3. Deploy new revisions of the services to ACA and set a new environment variable¶

We need to update the ACA hosting the three services with a new revision so our code changes are available for end users.

## Update Backend API App container app and create a new revision 
az containerapp update `
--name $BACKEND_API_NAME  `
--resource-group $RESOURCE_GROUP `
--revision-suffix v20230301-1 `
--set-env-vars "ApplicationInsights__InstrumentationKey=secretref:appinsights-key"

## Update Frontend Web App container app and create a new revision 
az containerapp update `
--name $FRONTEND_WEBAPP_NAME  `
--resource-group $RESOURCE_GROUP `
--revision-suffix v20230301-1 `
--set-env-vars "ApplicationInsights__InstrumentationKey=secretref:appinsights-key"

## Update Backend Background Service container app and create a new revision 
az containerapp update `
--name $BACKEND_SVC_NAME `
--resource-group $RESOURCE_GROUP `
--revision-suffix v20230301-1 `
--set-env-vars "ApplicationInsights__InstrumentationKey=secretref:appinsights-key"

Distributed Tracing via Application Map¶

Application Map will help us to spot any performance bottlenecks or failure hotspots across all our services of our distributed microservice application. Each node on the map represents an application component (service) or its dependencies and has a health KPI and alerts status.

Looking at the image above, you will see for example how the Backend Api with could RoleName tasksmanager-backend-api is depending on the Cosmos DB instance, showing the number of calls and average time to service these calls. The application map is interactive so you can select a service/component and drill down into details.

For example, when we drill down into the Dapr State node to understand how many times my backend API invoked the Dapr Sidecar state service to Save/Delete state, you will see results similar to the below image:

Monitor production application using Live Metrics¶

This is one of my favorite monitoring panels, it provides you with near real-time (1-second latency) status of your entire distributed application, we can see performance and failures count, we can watch exceptions and traces as they happened, and we can see live servers (replicas in our case) and the CPU and Memory utilization and the number of requests they are handling.

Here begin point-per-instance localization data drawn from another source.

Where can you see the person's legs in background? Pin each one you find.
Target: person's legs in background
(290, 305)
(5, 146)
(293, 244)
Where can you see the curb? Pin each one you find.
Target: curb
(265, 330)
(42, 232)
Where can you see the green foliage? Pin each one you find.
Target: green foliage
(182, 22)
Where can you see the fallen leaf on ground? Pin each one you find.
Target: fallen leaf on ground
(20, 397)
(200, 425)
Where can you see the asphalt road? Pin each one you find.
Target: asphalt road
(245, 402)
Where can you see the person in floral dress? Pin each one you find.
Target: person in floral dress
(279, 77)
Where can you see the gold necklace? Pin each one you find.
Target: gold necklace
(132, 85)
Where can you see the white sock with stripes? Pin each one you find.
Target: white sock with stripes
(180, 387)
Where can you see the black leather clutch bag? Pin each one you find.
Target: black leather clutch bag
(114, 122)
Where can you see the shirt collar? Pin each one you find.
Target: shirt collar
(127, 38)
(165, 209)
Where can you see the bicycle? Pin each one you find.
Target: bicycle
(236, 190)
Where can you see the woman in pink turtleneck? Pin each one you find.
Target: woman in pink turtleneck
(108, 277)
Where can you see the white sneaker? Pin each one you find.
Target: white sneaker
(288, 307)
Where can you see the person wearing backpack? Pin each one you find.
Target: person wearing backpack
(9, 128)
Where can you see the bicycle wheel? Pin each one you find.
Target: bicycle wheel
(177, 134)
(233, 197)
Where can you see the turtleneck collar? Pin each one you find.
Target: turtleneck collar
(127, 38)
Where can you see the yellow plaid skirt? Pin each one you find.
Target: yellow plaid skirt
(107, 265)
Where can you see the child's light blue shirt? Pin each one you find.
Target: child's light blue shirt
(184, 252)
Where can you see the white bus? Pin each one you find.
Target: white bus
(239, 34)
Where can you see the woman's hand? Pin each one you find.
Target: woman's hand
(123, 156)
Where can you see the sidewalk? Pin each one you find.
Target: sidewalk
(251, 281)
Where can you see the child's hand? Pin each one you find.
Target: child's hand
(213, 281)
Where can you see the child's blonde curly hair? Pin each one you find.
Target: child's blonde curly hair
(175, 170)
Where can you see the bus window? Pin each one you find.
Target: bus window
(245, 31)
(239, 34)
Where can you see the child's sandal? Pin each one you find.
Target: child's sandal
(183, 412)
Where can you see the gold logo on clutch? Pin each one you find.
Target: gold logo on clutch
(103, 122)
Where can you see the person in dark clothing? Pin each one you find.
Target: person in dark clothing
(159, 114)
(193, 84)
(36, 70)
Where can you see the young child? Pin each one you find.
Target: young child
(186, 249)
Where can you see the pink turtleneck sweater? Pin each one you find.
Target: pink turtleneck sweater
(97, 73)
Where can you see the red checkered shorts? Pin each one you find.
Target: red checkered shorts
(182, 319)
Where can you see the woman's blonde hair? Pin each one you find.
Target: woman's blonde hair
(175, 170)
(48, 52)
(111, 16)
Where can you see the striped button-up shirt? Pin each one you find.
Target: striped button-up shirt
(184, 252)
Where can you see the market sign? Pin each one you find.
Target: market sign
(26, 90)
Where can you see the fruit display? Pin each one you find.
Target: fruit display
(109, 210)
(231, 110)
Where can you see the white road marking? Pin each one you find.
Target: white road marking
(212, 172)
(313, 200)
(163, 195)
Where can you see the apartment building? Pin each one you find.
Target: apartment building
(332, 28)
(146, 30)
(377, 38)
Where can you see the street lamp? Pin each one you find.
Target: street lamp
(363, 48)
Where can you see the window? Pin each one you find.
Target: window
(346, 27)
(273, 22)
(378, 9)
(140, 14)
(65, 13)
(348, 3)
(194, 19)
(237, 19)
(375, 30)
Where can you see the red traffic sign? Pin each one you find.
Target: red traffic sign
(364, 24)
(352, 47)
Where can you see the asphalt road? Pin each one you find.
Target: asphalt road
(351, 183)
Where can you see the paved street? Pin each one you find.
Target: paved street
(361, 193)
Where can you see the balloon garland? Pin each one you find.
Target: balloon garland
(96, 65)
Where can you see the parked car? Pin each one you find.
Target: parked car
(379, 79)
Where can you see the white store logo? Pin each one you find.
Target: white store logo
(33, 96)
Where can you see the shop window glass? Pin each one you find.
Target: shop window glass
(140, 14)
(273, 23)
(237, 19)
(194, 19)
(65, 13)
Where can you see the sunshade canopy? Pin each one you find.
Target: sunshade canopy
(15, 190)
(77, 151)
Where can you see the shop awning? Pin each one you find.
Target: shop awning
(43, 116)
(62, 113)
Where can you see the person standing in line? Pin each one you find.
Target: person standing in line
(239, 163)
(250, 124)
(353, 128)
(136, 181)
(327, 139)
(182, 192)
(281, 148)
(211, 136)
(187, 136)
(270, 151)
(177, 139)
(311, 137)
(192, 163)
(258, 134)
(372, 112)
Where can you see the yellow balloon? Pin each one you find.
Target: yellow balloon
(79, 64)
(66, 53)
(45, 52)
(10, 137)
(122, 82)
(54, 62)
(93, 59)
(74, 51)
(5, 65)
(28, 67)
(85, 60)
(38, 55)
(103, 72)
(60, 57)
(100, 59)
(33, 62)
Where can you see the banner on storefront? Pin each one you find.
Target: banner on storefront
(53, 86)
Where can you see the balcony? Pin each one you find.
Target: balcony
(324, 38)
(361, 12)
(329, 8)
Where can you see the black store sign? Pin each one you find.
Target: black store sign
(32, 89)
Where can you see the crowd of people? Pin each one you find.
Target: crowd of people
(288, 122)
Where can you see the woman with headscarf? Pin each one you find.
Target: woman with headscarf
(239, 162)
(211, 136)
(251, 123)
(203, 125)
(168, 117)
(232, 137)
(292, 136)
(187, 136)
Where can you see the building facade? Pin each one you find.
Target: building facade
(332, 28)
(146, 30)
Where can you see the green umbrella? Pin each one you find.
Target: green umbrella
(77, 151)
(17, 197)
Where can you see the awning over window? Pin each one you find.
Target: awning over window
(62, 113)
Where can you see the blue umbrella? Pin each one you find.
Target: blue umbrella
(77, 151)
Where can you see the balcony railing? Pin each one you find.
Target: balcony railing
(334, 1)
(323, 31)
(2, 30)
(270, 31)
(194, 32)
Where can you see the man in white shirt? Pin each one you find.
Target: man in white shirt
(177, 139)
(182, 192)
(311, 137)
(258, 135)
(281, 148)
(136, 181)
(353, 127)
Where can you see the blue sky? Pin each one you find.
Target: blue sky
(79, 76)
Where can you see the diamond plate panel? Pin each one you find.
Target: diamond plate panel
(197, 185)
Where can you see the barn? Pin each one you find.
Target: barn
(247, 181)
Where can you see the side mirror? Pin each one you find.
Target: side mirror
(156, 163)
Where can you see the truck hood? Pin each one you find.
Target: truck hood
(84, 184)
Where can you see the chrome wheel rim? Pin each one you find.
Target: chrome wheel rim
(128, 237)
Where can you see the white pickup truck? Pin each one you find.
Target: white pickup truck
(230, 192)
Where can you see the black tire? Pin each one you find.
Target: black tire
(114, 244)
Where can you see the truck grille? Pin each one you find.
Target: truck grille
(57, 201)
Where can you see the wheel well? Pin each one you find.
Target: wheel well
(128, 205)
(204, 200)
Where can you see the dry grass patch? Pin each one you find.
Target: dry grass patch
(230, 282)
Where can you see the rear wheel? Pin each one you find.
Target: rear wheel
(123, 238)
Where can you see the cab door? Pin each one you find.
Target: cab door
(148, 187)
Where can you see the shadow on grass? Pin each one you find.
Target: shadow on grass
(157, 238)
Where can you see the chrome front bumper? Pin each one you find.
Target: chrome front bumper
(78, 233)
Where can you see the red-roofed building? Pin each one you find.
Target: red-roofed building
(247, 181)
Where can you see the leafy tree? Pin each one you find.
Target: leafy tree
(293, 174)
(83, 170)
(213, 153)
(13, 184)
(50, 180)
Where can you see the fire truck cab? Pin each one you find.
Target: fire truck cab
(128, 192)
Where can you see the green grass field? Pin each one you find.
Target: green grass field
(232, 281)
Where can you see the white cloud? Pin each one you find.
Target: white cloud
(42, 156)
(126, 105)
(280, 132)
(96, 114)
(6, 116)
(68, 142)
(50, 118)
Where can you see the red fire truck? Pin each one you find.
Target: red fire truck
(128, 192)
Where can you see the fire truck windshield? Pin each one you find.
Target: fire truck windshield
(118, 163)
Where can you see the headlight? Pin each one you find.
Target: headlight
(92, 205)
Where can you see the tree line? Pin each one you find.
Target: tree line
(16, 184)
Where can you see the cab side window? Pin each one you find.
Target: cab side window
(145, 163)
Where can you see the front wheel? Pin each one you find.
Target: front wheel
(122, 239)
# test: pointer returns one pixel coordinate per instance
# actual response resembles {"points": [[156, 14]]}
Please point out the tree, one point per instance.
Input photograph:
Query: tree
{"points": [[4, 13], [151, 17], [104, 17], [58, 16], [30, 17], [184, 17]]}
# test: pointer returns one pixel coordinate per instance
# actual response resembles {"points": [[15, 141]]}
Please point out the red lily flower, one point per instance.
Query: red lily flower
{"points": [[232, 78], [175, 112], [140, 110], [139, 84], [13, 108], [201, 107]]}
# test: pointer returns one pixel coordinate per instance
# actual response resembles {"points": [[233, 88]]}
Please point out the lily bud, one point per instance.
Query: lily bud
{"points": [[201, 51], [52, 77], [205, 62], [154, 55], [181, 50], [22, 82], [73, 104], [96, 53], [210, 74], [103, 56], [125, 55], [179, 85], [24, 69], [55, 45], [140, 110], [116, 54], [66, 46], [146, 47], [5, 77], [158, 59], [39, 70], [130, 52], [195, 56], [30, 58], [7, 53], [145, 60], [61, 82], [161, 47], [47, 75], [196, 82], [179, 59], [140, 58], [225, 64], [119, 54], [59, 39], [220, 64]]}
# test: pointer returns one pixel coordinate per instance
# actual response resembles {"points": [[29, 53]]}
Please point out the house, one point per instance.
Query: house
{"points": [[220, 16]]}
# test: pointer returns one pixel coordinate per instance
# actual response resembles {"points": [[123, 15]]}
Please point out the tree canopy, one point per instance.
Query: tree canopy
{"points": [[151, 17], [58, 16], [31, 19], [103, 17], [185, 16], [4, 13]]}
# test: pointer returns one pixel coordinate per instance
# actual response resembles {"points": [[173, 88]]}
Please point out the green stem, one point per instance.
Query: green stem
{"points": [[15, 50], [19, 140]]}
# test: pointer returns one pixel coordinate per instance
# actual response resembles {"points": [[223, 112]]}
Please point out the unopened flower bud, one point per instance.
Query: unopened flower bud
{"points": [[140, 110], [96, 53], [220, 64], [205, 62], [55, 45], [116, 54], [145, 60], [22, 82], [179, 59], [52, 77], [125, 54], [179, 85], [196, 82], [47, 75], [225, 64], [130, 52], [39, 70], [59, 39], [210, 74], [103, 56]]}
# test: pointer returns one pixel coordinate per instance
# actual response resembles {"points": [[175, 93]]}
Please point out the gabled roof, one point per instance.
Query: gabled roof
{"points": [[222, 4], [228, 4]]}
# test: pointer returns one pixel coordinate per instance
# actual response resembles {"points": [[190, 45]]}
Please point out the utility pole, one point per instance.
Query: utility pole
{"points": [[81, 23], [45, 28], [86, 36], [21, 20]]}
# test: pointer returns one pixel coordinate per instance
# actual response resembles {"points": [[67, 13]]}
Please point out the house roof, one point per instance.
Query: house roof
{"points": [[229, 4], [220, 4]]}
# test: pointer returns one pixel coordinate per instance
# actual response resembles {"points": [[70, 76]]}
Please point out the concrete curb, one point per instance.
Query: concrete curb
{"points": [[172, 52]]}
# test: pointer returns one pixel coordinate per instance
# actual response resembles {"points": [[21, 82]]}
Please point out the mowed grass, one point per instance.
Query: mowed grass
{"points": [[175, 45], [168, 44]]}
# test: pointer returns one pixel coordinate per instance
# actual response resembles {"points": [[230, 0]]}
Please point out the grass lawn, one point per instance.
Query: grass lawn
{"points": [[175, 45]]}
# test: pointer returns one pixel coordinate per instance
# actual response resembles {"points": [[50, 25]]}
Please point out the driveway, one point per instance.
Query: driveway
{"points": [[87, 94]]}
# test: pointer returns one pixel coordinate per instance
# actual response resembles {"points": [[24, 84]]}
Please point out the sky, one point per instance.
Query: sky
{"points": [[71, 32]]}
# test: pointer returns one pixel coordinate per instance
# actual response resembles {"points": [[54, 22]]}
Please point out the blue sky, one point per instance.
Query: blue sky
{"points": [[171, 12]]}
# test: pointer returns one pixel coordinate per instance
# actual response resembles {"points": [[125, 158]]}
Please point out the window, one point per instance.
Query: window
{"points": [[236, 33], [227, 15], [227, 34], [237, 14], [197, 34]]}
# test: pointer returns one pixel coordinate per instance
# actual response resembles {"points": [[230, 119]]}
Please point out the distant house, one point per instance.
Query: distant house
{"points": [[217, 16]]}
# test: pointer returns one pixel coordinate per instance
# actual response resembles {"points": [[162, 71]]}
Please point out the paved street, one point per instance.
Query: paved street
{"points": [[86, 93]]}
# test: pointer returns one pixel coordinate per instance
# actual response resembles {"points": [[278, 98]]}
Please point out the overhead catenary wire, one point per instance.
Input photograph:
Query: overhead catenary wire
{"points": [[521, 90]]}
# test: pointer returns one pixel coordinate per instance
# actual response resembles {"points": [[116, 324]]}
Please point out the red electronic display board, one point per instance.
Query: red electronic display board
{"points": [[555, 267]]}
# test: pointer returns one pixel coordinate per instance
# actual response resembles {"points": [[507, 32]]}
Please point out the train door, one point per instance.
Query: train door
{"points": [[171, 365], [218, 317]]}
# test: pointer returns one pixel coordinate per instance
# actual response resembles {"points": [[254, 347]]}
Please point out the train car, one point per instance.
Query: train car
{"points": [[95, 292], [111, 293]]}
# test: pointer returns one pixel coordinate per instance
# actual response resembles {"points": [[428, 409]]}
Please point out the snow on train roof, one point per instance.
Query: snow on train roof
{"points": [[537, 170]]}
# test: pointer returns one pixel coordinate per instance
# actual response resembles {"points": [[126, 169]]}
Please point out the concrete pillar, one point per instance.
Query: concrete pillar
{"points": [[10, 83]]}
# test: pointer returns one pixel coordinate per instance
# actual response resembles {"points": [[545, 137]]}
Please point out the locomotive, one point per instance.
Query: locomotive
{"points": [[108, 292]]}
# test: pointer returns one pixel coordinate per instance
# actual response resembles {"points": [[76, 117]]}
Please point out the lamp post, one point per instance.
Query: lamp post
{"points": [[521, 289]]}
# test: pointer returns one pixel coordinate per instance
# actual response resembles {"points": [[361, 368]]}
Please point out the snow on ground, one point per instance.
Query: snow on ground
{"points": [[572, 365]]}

These live metrics provide very powerful diagnostics for our production microservice application. Check the image below and see the server names and some requests coming to the system.

Logs search using Transaction Search¶

Transaction search in Application Insights will help us find and explore individual telemetry items, such as exceptions, web requests, or dependencies as well as any log traces and events that we’ve added to the application.

For example, if we want to see all the event types of type Request for the cloud RoleName tasksmanager-backend-api in the past 24 hours, we can use the transaction search dashboard to do this. See how the filters are set and the results are displayed nicely, we can drill down on each result to have more details and what telemetry was captured before and after. A very useful feature when troubleshooting exceptions and reading logs.

Failures and Performance Panels¶

The failure panel allows us to view the frequency of failures across different operations to help us to focus our efforts on those with the highest impact.

The Performance panel displays performance details for the different operations in our system. By identifying those operations with the longest duration, we can diagnose potential problems or best target our ongoing development to improve the overall performance of the system.